He’s in. After weeks of speculation, disgraced ex-Rep. Anthony Weiner has officially thrown his hat into the mayor’s race, announcing he’s running with a new video posted on his revamped campaign website at midnight on Wednesday.
“Look, I made some big mistakes. And I know I let a lot of people down. But I’ve also learned some tough lessons,” he says in the video, which opens with a family scene of the former councilman and his wife, Huma Abedin, having breakfast in their kitchen with their young son.
“I’m running for mayor ’cause I’ve been fighting for the middle class and those struggling to make it my entire life. And I hope I get a second chance to work for you,” he says into the camera in the 2-minute, slickly-shot reel.
The video goes on to show iconic scenes of the city and images of Mr. Weiner growing up in Brooklyn, and goes on to outline a platform that includes dropping fines for small businesses and more opportunities for the middle class.
He also gets an endorsement from his wife, Ms. Abedin, who revealed she was pregnant after the scandal broke. “We love this city and no one’ll work harder to make it better than Anthony,” she says, sitting next to her husband on the steps of his childhood home.
The announcement comes nearly two years to the day after Mr. Weiner destroyed his Congressional career by tweeting out a photo of his underwear-clad crotch that had been intended as a private message–and then repeatedly lying about it in interviews and at press conferences, claiming his account had been hacked. He eventually admitted to having inappropriate relationships with half a dozen women online, sending them lewd text messages and images.

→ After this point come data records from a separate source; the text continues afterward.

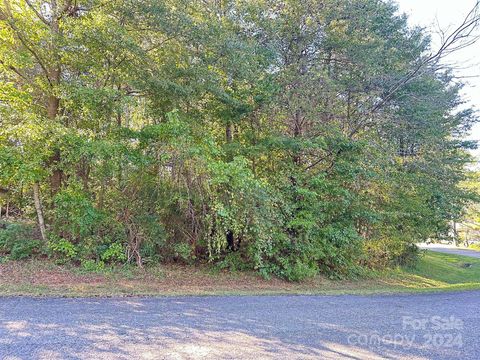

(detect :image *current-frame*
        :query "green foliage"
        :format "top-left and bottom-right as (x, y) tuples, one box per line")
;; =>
(469, 243), (480, 251)
(0, 223), (42, 260)
(47, 236), (77, 261)
(9, 239), (42, 261)
(0, 0), (477, 280)
(101, 242), (127, 263)
(364, 240), (421, 269)
(52, 184), (105, 241)
(81, 259), (105, 273)
(172, 243), (194, 264)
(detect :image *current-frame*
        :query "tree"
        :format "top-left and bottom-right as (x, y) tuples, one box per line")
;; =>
(0, 0), (478, 278)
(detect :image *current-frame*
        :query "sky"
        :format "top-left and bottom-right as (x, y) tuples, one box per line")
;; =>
(396, 0), (480, 160)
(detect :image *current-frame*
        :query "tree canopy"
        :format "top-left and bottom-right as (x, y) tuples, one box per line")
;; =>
(0, 0), (478, 280)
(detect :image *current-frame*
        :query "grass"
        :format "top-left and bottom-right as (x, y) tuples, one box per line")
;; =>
(387, 251), (480, 292)
(468, 243), (480, 251)
(406, 251), (480, 283)
(0, 250), (479, 297)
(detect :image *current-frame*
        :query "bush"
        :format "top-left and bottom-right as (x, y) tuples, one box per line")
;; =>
(469, 243), (480, 251)
(101, 242), (127, 263)
(171, 242), (193, 263)
(280, 258), (319, 282)
(51, 184), (130, 265)
(10, 239), (42, 260)
(215, 252), (250, 272)
(393, 243), (420, 267)
(47, 236), (77, 261)
(0, 223), (42, 260)
(81, 259), (105, 272)
(363, 239), (420, 269)
(52, 184), (106, 242)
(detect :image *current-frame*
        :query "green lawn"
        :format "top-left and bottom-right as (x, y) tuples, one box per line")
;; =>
(468, 243), (480, 251)
(0, 250), (479, 297)
(388, 251), (480, 292)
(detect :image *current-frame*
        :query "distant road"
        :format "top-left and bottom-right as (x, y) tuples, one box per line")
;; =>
(1, 293), (479, 359)
(419, 243), (480, 259)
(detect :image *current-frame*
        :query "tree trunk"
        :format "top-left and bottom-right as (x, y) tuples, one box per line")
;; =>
(225, 122), (233, 143)
(453, 221), (458, 247)
(47, 94), (60, 119)
(33, 182), (47, 241)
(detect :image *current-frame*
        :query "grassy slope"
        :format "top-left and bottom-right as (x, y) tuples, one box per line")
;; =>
(399, 251), (480, 290)
(0, 250), (479, 297)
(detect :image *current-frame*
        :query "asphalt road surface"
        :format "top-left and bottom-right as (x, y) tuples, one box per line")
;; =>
(419, 244), (480, 259)
(1, 292), (479, 359)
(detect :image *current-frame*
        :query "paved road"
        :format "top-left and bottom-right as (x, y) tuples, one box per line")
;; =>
(419, 244), (480, 259)
(0, 293), (479, 359)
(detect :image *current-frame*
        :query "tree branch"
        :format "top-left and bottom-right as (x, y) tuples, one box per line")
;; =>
(2, 0), (52, 86)
(0, 58), (30, 83)
(363, 1), (480, 123)
(24, 0), (50, 26)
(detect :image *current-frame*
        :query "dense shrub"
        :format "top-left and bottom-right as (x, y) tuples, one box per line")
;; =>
(0, 223), (42, 260)
(0, 0), (476, 281)
(363, 240), (420, 269)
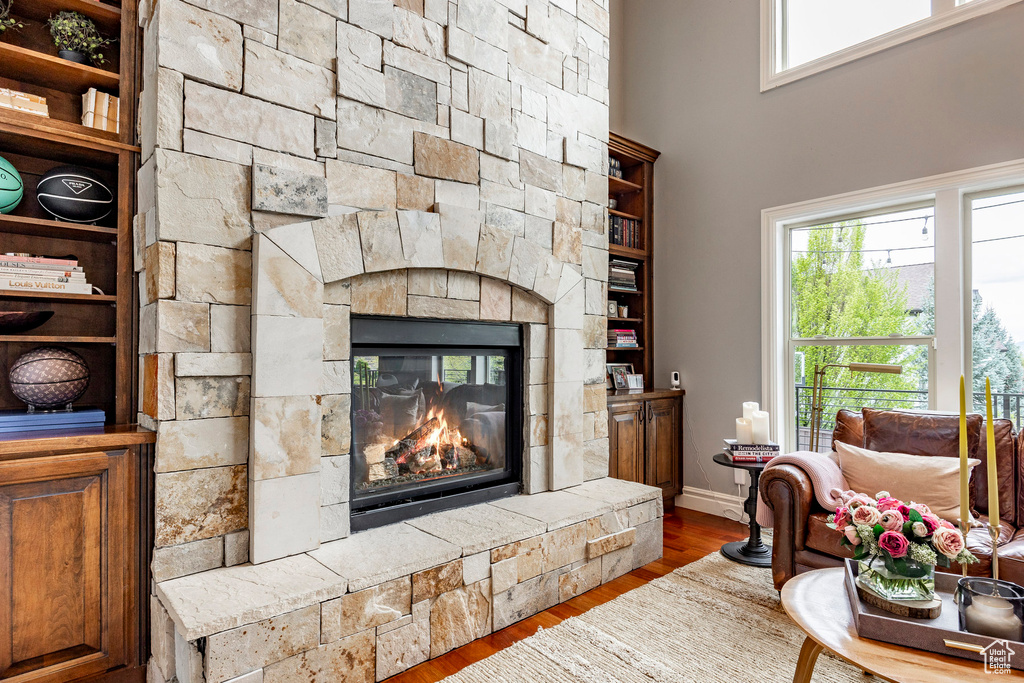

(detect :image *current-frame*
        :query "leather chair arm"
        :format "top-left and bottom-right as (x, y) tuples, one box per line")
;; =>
(759, 464), (815, 590)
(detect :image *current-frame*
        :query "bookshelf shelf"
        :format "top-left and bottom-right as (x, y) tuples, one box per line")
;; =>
(0, 335), (117, 344)
(609, 176), (643, 194)
(609, 317), (643, 323)
(0, 291), (117, 304)
(609, 208), (643, 221)
(0, 42), (120, 94)
(609, 244), (647, 260)
(13, 0), (122, 34)
(608, 287), (642, 295)
(607, 347), (645, 351)
(0, 214), (118, 243)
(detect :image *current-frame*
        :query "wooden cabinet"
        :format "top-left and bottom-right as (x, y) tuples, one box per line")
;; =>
(0, 432), (153, 683)
(607, 390), (683, 504)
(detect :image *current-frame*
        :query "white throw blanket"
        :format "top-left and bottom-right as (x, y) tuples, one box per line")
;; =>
(755, 451), (853, 528)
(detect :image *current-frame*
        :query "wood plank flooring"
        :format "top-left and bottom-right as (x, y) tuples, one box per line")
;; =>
(387, 508), (749, 683)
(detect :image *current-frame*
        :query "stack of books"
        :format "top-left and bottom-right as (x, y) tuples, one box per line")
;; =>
(607, 329), (638, 348)
(0, 408), (105, 434)
(608, 157), (623, 178)
(609, 215), (641, 249)
(723, 439), (780, 463)
(82, 89), (120, 133)
(0, 87), (48, 117)
(0, 254), (93, 295)
(609, 259), (638, 291)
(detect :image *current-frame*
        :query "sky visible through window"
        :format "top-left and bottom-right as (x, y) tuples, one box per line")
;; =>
(972, 192), (1024, 346)
(784, 0), (932, 69)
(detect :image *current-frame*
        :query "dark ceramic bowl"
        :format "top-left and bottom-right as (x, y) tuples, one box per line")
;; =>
(0, 311), (55, 334)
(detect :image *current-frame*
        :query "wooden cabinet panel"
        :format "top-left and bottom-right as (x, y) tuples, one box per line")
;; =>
(645, 398), (680, 500)
(0, 451), (127, 683)
(608, 401), (644, 482)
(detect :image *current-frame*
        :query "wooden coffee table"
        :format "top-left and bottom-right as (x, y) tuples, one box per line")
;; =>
(780, 568), (987, 682)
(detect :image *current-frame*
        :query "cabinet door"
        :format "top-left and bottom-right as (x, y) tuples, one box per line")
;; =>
(608, 401), (645, 483)
(645, 398), (681, 499)
(0, 451), (128, 683)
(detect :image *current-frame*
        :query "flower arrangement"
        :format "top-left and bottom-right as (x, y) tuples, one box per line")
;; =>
(828, 490), (978, 600)
(0, 0), (23, 34)
(47, 11), (116, 65)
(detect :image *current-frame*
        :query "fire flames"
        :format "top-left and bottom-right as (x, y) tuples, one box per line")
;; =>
(388, 408), (477, 475)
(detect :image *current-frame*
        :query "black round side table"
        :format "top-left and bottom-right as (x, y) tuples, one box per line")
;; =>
(713, 452), (772, 568)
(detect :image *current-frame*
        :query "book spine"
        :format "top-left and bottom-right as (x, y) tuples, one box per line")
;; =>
(0, 256), (79, 267)
(0, 267), (84, 279)
(0, 278), (92, 294)
(729, 446), (780, 453)
(82, 88), (96, 127)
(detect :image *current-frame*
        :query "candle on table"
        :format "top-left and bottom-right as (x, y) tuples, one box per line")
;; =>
(965, 594), (1024, 641)
(986, 377), (1000, 529)
(742, 402), (759, 421)
(751, 410), (771, 444)
(960, 375), (970, 532)
(736, 418), (753, 444)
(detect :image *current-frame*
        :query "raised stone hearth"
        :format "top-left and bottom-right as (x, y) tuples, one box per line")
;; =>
(155, 479), (662, 683)
(136, 0), (619, 680)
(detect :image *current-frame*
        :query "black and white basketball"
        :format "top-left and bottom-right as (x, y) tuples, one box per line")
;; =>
(36, 166), (113, 223)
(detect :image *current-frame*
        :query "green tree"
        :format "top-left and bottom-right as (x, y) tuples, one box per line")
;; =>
(791, 223), (926, 426)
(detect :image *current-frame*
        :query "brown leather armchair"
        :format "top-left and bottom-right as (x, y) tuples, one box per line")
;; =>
(759, 408), (1023, 590)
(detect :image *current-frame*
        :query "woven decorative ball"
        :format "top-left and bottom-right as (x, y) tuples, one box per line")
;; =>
(9, 347), (90, 410)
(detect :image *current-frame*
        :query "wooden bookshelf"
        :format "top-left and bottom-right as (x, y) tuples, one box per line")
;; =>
(607, 133), (661, 386)
(0, 0), (137, 423)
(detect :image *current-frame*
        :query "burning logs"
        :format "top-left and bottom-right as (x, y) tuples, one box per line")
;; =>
(384, 414), (488, 475)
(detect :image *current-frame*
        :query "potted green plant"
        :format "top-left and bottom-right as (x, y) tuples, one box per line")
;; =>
(47, 11), (115, 66)
(0, 0), (24, 35)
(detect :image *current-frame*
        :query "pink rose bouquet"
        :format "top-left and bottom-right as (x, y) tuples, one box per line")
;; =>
(827, 490), (977, 574)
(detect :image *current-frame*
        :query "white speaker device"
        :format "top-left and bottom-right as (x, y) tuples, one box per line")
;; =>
(670, 372), (681, 389)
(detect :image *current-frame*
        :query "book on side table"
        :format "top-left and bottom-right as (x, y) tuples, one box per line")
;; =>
(724, 439), (780, 463)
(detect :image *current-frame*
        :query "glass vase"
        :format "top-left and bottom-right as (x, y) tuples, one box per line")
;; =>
(857, 556), (936, 601)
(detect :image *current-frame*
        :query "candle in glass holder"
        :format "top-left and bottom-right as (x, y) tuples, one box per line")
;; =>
(965, 594), (1024, 641)
(742, 402), (759, 420)
(736, 418), (753, 444)
(751, 410), (770, 444)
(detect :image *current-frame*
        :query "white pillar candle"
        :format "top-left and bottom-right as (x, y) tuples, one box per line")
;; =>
(742, 402), (759, 421)
(736, 418), (753, 444)
(751, 410), (771, 444)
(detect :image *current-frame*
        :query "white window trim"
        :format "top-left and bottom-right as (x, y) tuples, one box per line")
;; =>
(760, 0), (1023, 92)
(761, 158), (1024, 451)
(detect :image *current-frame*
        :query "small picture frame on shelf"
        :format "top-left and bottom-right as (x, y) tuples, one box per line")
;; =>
(607, 300), (618, 317)
(607, 363), (633, 390)
(626, 373), (644, 391)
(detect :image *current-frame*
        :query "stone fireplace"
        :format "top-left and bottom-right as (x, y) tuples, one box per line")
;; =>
(134, 1), (659, 681)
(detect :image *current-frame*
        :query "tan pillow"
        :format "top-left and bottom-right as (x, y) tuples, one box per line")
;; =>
(835, 442), (980, 525)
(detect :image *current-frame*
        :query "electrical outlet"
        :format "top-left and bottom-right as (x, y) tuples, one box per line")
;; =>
(734, 468), (747, 486)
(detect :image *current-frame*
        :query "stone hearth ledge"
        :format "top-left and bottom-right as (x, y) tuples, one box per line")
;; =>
(157, 478), (660, 641)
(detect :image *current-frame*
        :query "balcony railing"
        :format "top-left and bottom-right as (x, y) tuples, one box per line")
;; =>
(795, 384), (1024, 452)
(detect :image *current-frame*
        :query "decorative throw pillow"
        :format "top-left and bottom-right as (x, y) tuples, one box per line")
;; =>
(835, 441), (980, 525)
(379, 392), (422, 438)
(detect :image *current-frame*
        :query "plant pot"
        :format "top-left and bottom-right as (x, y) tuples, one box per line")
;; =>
(57, 49), (89, 65)
(858, 557), (936, 601)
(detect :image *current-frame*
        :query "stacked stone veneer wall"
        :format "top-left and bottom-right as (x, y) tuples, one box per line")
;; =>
(153, 479), (663, 683)
(136, 0), (612, 579)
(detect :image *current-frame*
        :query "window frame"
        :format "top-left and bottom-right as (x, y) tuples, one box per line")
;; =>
(760, 0), (1023, 91)
(762, 158), (1024, 450)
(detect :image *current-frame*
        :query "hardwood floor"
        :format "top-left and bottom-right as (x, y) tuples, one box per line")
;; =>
(387, 507), (749, 683)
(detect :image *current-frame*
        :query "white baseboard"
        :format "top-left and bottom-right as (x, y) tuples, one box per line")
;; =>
(677, 486), (748, 523)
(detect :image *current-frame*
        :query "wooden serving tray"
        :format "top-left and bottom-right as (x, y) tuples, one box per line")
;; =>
(844, 559), (1024, 670)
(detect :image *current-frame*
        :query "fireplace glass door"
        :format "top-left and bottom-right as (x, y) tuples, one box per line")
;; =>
(350, 317), (522, 527)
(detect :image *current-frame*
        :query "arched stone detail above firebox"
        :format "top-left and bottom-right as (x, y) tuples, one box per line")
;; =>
(248, 208), (588, 564)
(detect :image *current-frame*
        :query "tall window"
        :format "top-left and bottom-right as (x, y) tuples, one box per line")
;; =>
(789, 206), (935, 450)
(968, 189), (1024, 424)
(762, 0), (1021, 89)
(764, 160), (1024, 451)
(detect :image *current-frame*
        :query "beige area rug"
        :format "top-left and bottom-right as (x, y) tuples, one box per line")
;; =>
(442, 553), (866, 682)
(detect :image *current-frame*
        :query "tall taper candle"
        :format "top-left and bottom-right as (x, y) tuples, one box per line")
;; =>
(986, 378), (999, 528)
(960, 375), (970, 536)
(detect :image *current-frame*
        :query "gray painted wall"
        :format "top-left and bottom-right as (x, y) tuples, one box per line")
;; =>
(611, 0), (1024, 497)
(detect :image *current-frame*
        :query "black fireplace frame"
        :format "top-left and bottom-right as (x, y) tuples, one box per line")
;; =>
(349, 315), (523, 531)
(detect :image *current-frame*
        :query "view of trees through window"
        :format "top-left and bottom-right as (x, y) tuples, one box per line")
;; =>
(791, 198), (1024, 448)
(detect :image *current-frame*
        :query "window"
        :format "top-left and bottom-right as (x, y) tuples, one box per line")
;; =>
(763, 159), (1024, 450)
(761, 0), (1022, 90)
(788, 206), (935, 450)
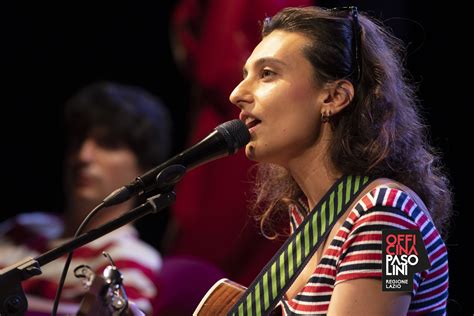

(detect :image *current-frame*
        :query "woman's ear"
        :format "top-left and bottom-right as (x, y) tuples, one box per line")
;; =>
(320, 79), (354, 115)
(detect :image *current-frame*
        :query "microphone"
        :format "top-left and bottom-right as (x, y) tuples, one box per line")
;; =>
(103, 119), (250, 206)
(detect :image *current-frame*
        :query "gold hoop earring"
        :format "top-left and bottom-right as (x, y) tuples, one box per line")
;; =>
(321, 110), (332, 123)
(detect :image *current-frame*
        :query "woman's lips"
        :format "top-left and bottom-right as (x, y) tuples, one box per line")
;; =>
(244, 117), (261, 132)
(248, 121), (261, 133)
(239, 112), (261, 134)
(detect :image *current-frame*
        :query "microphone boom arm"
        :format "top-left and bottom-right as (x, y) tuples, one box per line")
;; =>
(0, 191), (176, 315)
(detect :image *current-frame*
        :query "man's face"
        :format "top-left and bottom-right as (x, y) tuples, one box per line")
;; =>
(64, 134), (141, 209)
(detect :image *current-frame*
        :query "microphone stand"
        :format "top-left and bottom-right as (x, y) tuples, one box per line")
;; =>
(0, 165), (185, 316)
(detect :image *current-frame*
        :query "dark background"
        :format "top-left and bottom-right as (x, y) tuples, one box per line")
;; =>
(0, 1), (470, 314)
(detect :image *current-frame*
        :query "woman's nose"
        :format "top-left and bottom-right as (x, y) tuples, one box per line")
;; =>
(229, 78), (253, 110)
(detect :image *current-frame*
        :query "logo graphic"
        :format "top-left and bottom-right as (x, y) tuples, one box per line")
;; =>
(382, 229), (430, 291)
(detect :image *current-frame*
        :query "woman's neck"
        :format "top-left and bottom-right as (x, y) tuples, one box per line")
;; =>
(287, 143), (341, 211)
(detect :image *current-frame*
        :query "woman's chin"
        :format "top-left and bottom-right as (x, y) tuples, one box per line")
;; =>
(245, 145), (256, 161)
(245, 144), (270, 163)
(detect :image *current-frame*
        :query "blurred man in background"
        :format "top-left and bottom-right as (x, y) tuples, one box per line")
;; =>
(0, 81), (172, 315)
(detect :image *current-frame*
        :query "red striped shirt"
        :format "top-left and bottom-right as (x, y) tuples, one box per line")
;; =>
(281, 186), (448, 315)
(0, 212), (161, 315)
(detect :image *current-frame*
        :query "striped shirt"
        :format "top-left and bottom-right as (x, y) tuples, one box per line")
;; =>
(0, 212), (162, 315)
(281, 186), (448, 315)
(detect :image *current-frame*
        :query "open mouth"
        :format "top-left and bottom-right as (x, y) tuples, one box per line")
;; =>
(240, 112), (262, 132)
(244, 116), (262, 129)
(245, 117), (261, 129)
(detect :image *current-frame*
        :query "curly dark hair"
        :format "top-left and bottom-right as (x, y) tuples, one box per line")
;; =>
(252, 7), (453, 238)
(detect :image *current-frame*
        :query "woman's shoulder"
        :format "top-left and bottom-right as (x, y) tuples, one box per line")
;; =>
(349, 179), (431, 230)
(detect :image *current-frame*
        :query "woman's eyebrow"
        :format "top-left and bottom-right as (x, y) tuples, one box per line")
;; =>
(243, 57), (287, 77)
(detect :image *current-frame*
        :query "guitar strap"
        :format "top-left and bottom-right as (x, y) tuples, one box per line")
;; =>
(228, 175), (372, 316)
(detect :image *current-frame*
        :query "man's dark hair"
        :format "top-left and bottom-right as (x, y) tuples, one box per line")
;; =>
(64, 81), (172, 170)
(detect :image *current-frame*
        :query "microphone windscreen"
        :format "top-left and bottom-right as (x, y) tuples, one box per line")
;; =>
(215, 119), (250, 154)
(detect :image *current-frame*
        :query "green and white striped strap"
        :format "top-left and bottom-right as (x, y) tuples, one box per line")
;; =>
(229, 175), (371, 316)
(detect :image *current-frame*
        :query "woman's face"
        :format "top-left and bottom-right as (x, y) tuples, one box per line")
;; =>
(230, 30), (324, 166)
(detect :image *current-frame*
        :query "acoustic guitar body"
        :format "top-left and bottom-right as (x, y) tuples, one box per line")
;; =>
(194, 278), (281, 315)
(194, 279), (245, 315)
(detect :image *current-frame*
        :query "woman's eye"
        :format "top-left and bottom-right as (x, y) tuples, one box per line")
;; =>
(261, 69), (275, 78)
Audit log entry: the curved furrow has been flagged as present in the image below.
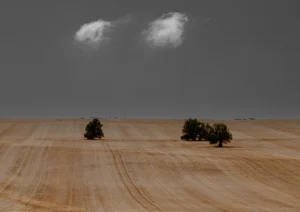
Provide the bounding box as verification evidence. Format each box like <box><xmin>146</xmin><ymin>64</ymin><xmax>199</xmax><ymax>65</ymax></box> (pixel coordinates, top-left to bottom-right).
<box><xmin>242</xmin><ymin>158</ymin><xmax>300</xmax><ymax>194</ymax></box>
<box><xmin>0</xmin><ymin>193</ymin><xmax>86</xmax><ymax>212</ymax></box>
<box><xmin>0</xmin><ymin>146</ymin><xmax>34</xmax><ymax>195</ymax></box>
<box><xmin>181</xmin><ymin>154</ymin><xmax>252</xmax><ymax>212</ymax></box>
<box><xmin>14</xmin><ymin>123</ymin><xmax>51</xmax><ymax>209</ymax></box>
<box><xmin>115</xmin><ymin>151</ymin><xmax>163</xmax><ymax>211</ymax></box>
<box><xmin>0</xmin><ymin>146</ymin><xmax>36</xmax><ymax>210</ymax></box>
<box><xmin>35</xmin><ymin>125</ymin><xmax>74</xmax><ymax>210</ymax></box>
<box><xmin>130</xmin><ymin>151</ymin><xmax>204</xmax><ymax>211</ymax></box>
<box><xmin>264</xmin><ymin>158</ymin><xmax>300</xmax><ymax>181</ymax></box>
<box><xmin>283</xmin><ymin>159</ymin><xmax>300</xmax><ymax>170</ymax></box>
<box><xmin>161</xmin><ymin>153</ymin><xmax>202</xmax><ymax>211</ymax></box>
<box><xmin>28</xmin><ymin>124</ymin><xmax>87</xmax><ymax>212</ymax></box>
<box><xmin>91</xmin><ymin>147</ymin><xmax>111</xmax><ymax>211</ymax></box>
<box><xmin>106</xmin><ymin>143</ymin><xmax>162</xmax><ymax>212</ymax></box>
<box><xmin>1</xmin><ymin>119</ymin><xmax>300</xmax><ymax>211</ymax></box>
<box><xmin>108</xmin><ymin>148</ymin><xmax>150</xmax><ymax>211</ymax></box>
<box><xmin>146</xmin><ymin>154</ymin><xmax>188</xmax><ymax>211</ymax></box>
<box><xmin>204</xmin><ymin>156</ymin><xmax>295</xmax><ymax>212</ymax></box>
<box><xmin>165</xmin><ymin>153</ymin><xmax>225</xmax><ymax>211</ymax></box>
<box><xmin>105</xmin><ymin>142</ymin><xmax>148</xmax><ymax>211</ymax></box>
<box><xmin>169</xmin><ymin>153</ymin><xmax>234</xmax><ymax>211</ymax></box>
<box><xmin>264</xmin><ymin>139</ymin><xmax>300</xmax><ymax>152</ymax></box>
<box><xmin>1</xmin><ymin>147</ymin><xmax>51</xmax><ymax>211</ymax></box>
<box><xmin>115</xmin><ymin>145</ymin><xmax>174</xmax><ymax>211</ymax></box>
<box><xmin>14</xmin><ymin>146</ymin><xmax>47</xmax><ymax>210</ymax></box>
<box><xmin>99</xmin><ymin>143</ymin><xmax>149</xmax><ymax>211</ymax></box>
<box><xmin>56</xmin><ymin>142</ymin><xmax>78</xmax><ymax>206</ymax></box>
<box><xmin>230</xmin><ymin>158</ymin><xmax>300</xmax><ymax>207</ymax></box>
<box><xmin>245</xmin><ymin>158</ymin><xmax>300</xmax><ymax>198</ymax></box>
<box><xmin>65</xmin><ymin>122</ymin><xmax>81</xmax><ymax>207</ymax></box>
<box><xmin>19</xmin><ymin>122</ymin><xmax>56</xmax><ymax>210</ymax></box>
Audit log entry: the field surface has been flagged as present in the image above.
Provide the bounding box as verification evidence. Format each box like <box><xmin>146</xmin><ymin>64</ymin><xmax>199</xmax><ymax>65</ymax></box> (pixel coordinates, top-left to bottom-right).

At the time, the idea a comeback seemed incomprehensible.
But Mr. Weiner has been plotting one for months, beginning with a glossy New York Times profile, followed by a round of television interviews and a return to Twitter–where he has been touting proposals from a largely-recycled book of policy proposals.
Now, Mr. Weiner’s entree has the power to turn the race on its head. While the scandal might give many voters pause, it also cemented Mr. Weiner’s name recognition. And with more than $4 million in his campaign account, he’ll be able to pack a punch.
Observers have been mixed about how Mr. Weiner will impact the field, but Public Advocate Bill de Blasio appears to have the most to lose. A long-time Brooklyn resident and fellow former councilman, Mr. Weiner is expected to appeal to the same outer-borough, ethnic whites and progressive voters who feel Council Speaker Christine Quinn, the race’s early front-runner, has been too close to the current mayor.
A recent poll showed Mr. Weiner would enter the race in second place, behind only Ms. Quinn.
Update (2:13 a.m.):
It appears Mr. Weiner’s campaign may have pulled the trigger earlier than intended. Shortly after the campaign’s new “Weiner for Mayor” website went live, it reverted back to an older version of the site that had been up since Mr. Weiner’s resignation. Then, just after 2 a.m., the mayoral version was restored.
Mr. Weiner did not respond to requests for comment on whether there had indeed been a mix-up, but sources told The Post the video wasn’t supposed to be posted until later Wednesday. The video remained available via YouTube.